In time, after many years of hard work, they earned enough money to invest everything and start their own business, a pizza restaurant. As asylum seekers, they were careful to comply with legal guidelines.

By then, they had welcomed a child into their lives, Roniya. As journalist Dave Eggers describes Roniya, she sounds like so many children we know:

Roniya came into the room wearing a pink dress and a tiara, and showed us a picture she made. She had decorated a sheet of paper with butterfly stickers and added a rainbow, grass, and a sun. She whispered something into her father’s ear, and he told her that it would have to wait….

Regular visits to Immigration and Customs Enforcement were woven into Malik and Zahida’s shared life together. Their attempts to achieve legal status were thwarted by corrupt lawyers who swindled them out of thousands of dollars and subsequent denials by US immigration officials. Roniya’s birth as a US citizen complicated the proceedings. But then the Obama administration passed laws in 2014 granting them protection from deportation as law-abiding asylum seekers.[1]

“I know a lot about my own family’s stories of migration.” It was a meeting here at the Winchester Unitarian Society. Our Director of Youth Ministries, Sam Wilson, led the group through an exercise we often do to stimulate conversation.
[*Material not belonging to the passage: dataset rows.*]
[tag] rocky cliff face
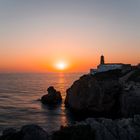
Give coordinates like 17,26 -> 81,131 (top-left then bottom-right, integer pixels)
65,70 -> 140,118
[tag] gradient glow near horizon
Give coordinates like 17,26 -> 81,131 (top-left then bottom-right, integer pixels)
0,0 -> 140,72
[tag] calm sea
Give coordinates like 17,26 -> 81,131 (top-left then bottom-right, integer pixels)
0,73 -> 83,132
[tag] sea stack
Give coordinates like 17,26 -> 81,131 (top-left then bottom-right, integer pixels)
41,86 -> 62,105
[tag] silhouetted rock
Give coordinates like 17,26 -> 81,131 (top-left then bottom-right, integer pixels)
20,125 -> 48,140
65,72 -> 122,117
120,82 -> 140,117
0,125 -> 48,140
65,69 -> 140,118
41,86 -> 62,105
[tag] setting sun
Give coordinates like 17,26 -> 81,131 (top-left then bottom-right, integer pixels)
56,61 -> 68,70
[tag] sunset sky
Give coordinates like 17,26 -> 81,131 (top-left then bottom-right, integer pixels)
0,0 -> 140,72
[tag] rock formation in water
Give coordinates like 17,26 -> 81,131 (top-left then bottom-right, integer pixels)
0,125 -> 48,140
41,86 -> 62,105
65,69 -> 140,118
0,115 -> 140,140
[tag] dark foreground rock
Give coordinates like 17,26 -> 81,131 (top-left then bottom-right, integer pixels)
0,125 -> 48,140
65,69 -> 140,118
65,71 -> 122,117
0,115 -> 140,140
41,86 -> 62,105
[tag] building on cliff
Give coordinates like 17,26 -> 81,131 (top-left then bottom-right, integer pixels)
90,55 -> 131,74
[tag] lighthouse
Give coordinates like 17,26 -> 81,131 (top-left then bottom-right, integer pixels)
100,55 -> 105,65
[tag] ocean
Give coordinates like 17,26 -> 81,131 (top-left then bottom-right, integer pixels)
0,73 -> 83,132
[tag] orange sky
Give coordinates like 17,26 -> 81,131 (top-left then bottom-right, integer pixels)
0,0 -> 140,72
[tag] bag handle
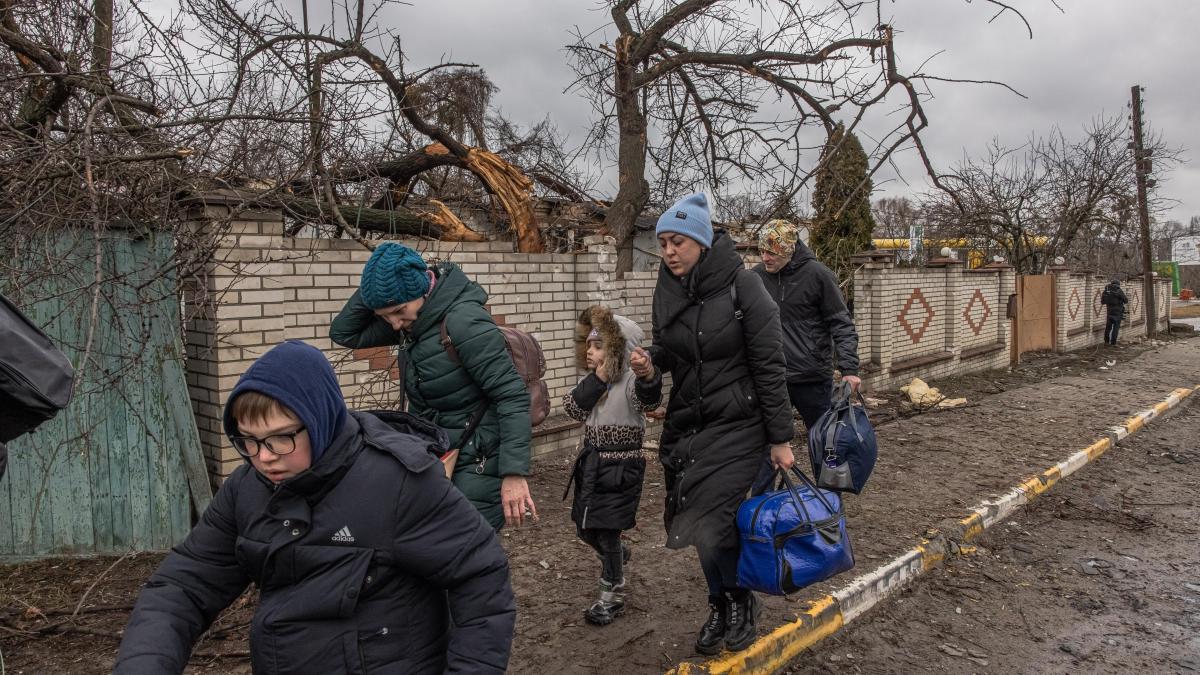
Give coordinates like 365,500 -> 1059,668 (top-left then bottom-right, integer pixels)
779,465 -> 841,521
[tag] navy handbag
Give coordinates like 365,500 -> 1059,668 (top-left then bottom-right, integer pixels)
809,383 -> 880,495
738,467 -> 854,596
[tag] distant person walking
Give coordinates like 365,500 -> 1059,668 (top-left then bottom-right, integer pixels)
1100,276 -> 1129,346
754,220 -> 862,429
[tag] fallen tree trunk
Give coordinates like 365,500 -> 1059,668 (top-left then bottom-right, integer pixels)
272,196 -> 487,241
319,143 -> 546,253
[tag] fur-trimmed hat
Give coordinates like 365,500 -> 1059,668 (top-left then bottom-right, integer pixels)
575,305 -> 646,377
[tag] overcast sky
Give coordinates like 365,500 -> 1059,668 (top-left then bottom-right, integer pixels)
357,0 -> 1200,222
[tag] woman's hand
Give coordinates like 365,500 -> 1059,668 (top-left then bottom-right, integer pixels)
500,476 -> 538,527
770,443 -> 796,471
629,347 -> 654,380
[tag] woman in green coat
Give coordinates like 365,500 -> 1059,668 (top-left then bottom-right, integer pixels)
329,241 -> 538,530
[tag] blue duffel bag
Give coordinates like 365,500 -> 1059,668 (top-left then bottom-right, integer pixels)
809,383 -> 880,495
738,467 -> 854,596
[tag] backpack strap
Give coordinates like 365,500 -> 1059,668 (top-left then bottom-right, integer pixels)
396,348 -> 409,412
438,317 -> 462,366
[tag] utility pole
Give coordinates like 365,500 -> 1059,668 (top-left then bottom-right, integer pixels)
1132,84 -> 1158,338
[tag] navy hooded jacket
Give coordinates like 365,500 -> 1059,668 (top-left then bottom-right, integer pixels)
115,342 -> 516,675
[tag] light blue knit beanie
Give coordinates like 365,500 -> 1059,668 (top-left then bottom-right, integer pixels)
359,241 -> 430,310
654,192 -> 713,249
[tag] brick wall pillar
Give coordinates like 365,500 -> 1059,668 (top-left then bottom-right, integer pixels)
984,261 -> 1016,353
1049,265 -> 1072,352
851,251 -> 895,382
925,258 -> 964,370
184,195 -> 284,483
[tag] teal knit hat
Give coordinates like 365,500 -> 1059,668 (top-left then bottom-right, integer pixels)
654,192 -> 713,249
359,241 -> 430,310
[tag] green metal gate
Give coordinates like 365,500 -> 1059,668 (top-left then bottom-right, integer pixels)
0,231 -> 209,560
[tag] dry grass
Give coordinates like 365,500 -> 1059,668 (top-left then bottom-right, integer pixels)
1171,305 -> 1200,318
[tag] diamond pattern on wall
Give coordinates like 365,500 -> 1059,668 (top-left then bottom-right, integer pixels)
1067,288 -> 1084,321
962,288 -> 991,335
896,288 -> 934,345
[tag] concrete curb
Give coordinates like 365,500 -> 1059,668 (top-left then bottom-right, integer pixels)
667,387 -> 1200,675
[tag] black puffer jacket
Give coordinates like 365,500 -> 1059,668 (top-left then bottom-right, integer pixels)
637,231 -> 794,549
115,413 -> 516,675
754,241 -> 858,382
1100,281 -> 1129,321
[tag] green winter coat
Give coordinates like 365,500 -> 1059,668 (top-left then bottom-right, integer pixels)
329,258 -> 530,528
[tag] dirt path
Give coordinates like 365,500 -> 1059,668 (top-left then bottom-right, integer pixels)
0,340 -> 1200,674
792,401 -> 1200,674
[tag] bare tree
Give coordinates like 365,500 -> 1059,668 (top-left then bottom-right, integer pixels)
923,118 -> 1178,274
569,0 -> 1041,270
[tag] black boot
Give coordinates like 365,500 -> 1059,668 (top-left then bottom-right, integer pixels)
696,596 -> 726,656
725,589 -> 761,651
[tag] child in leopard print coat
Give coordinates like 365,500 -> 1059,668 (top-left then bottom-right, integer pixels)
563,305 -> 659,626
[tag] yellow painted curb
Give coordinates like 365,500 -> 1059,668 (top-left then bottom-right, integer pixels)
667,386 -> 1200,675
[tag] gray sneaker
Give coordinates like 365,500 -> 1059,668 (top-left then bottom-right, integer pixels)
583,579 -> 625,626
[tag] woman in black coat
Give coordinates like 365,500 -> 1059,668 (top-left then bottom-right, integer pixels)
630,195 -> 794,655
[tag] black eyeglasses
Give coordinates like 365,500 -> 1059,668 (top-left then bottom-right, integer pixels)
229,426 -> 305,459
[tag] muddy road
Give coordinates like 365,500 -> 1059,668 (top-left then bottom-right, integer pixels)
0,340 -> 1200,674
791,401 -> 1200,674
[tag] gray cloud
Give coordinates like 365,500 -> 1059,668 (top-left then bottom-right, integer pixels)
241,0 -> 1200,222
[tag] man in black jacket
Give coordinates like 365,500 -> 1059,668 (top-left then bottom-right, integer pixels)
115,341 -> 516,674
1100,276 -> 1129,346
754,220 -> 860,420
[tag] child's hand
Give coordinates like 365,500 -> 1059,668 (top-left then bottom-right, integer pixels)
629,347 -> 654,380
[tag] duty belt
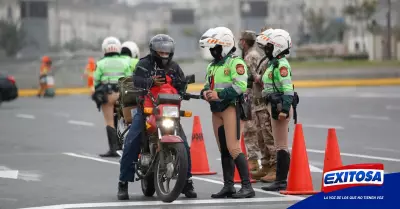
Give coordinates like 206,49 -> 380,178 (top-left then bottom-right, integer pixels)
253,98 -> 265,106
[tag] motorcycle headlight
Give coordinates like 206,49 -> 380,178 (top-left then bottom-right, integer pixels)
163,106 -> 179,118
162,119 -> 174,129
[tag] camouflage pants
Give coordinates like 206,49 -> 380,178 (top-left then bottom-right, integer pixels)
244,99 -> 276,166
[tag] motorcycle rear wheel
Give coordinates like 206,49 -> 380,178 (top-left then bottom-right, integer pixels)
154,143 -> 188,203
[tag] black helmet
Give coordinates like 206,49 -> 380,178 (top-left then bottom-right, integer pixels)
149,34 -> 175,66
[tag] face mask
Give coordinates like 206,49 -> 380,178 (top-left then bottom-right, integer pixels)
239,43 -> 243,51
161,59 -> 168,66
210,45 -> 222,60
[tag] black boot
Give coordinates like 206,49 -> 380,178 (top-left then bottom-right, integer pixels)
232,153 -> 256,198
117,182 -> 129,200
182,179 -> 197,198
211,156 -> 236,198
100,126 -> 119,157
261,150 -> 290,191
211,126 -> 236,198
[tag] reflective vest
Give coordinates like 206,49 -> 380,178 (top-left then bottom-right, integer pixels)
94,55 -> 132,85
205,56 -> 248,94
262,58 -> 294,96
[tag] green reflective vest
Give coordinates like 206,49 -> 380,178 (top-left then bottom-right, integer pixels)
94,55 -> 132,86
262,57 -> 294,96
121,55 -> 139,73
204,56 -> 248,112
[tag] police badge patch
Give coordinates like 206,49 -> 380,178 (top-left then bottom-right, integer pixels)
224,68 -> 231,75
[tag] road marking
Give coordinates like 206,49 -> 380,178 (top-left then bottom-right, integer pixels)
54,112 -> 70,118
0,170 -> 18,179
350,115 -> 390,120
386,105 -> 400,110
217,158 -> 323,173
364,147 -> 400,153
16,114 -> 35,119
63,152 -> 304,200
68,120 -> 94,126
21,197 -> 298,209
358,92 -> 400,98
303,124 -> 344,130
307,149 -> 400,162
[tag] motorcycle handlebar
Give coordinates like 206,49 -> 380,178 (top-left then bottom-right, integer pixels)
183,93 -> 201,100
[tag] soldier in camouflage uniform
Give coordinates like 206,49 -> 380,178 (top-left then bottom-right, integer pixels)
239,31 -> 276,181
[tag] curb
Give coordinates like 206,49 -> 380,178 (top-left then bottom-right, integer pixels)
18,78 -> 400,97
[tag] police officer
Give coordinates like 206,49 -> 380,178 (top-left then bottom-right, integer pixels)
117,34 -> 197,200
121,41 -> 140,72
199,27 -> 255,198
239,31 -> 276,180
257,30 -> 294,191
94,37 -> 131,157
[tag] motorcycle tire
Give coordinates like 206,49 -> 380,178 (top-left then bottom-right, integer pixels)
154,143 -> 188,203
140,173 -> 156,197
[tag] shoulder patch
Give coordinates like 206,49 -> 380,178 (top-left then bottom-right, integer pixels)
279,67 -> 289,77
236,64 -> 246,75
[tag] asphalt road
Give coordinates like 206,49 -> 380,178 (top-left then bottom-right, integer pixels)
0,87 -> 400,209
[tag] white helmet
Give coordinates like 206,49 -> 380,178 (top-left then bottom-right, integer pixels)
256,29 -> 292,57
275,29 -> 292,49
122,41 -> 140,58
101,36 -> 121,54
199,27 -> 235,57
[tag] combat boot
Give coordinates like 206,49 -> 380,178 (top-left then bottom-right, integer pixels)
232,153 -> 256,198
261,150 -> 290,191
182,179 -> 197,198
260,165 -> 276,183
211,156 -> 236,198
100,126 -> 119,157
117,181 -> 129,200
247,160 -> 260,172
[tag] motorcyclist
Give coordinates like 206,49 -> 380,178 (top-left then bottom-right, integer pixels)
37,56 -> 52,98
117,34 -> 197,200
93,37 -> 131,157
121,41 -> 140,72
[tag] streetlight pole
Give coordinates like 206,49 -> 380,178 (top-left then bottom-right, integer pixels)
386,0 -> 392,60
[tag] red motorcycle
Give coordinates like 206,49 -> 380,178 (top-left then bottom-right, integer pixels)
123,75 -> 200,202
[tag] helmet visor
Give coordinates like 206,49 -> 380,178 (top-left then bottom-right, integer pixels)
151,41 -> 175,53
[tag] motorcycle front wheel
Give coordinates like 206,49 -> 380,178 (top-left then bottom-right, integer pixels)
154,143 -> 188,203
140,173 -> 156,197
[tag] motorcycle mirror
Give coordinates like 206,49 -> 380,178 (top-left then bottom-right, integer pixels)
185,74 -> 196,84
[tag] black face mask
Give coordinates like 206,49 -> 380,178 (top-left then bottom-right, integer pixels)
210,45 -> 222,61
154,56 -> 169,68
264,44 -> 274,60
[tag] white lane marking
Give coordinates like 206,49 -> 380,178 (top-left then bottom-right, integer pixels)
386,105 -> 400,110
18,171 -> 42,181
364,147 -> 400,153
21,197 -> 298,209
350,115 -> 390,120
63,152 -> 304,200
307,149 -> 400,162
358,92 -> 400,99
68,120 -> 94,126
15,114 -> 35,119
303,124 -> 344,130
63,152 -> 119,165
0,170 -> 18,179
54,112 -> 70,118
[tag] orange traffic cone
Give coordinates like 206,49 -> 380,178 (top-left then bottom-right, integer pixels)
321,128 -> 343,191
280,124 -> 318,195
190,116 -> 217,175
233,134 -> 257,183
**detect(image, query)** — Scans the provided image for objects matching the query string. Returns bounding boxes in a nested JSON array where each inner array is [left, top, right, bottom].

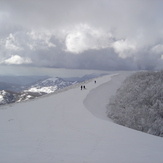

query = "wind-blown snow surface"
[[0, 74, 163, 163]]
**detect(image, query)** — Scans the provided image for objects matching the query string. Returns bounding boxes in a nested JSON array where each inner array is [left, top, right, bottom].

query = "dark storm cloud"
[[0, 0, 163, 70]]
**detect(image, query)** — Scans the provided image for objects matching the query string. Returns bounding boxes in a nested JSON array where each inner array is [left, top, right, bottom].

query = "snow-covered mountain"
[[0, 74, 104, 105], [25, 77, 77, 93], [0, 74, 163, 163], [0, 90, 43, 105]]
On one side of the room was a sign reading “This is true for me” and, on the other, a sign reading, “This is not true for me.” As he read different statements, the group was invited to walk – or for those seated, to point – to our place on the spectrum between true and untrue. Sam would then ask us to tell our story, explaining why we positioned ourselves as we did.

The stories we shared were as rich as the love story of Zahida and Malik. “I am a descendent of Oceanus, the only baby born on the Mayflower as it sailed to the New World,” said one. Another spoke of ancestors from Ireland, fleeing imprisonment. On the other side of the family, their Italian ancestors literally began their journey to America by jumping out an open window to escape the brown shirt Fascists. And another stood in the exact center between the poles of “true” and “not true.” Like so many, he is uncertain about his paternity and thus uncertain about what migration story is his to tell.

While the family lore varied throughout the room, I was struck by how many stories spoke of uncertainty, struggle and hardship yet somehow concluded with us, their descendants, gathering in the Symmes Room on an autumn evening, a mere moment in our collective lives of relative privilege.

We also hear struggle in the lives of Zahida, Malik and Roniya. Before Malik opened the pizzeria, he worked eighty hours a week, delivering pizza for another shop. As someone with diabetes, Malik simultaneously balanced the demands of work and parenting, living in the United States as an immigrant, speaking English as a Second Language and chronic illness.

But their struggles became more acute when Donald Trump was elected president. The Trump administration lifted protections for law-abiding migrants seeking legal status. In January, Malik and Zahida’s scheduled visit to the ICE office was no longer routine. An officer told them to arrive with plane tickets to Pakistan. They were to be deported.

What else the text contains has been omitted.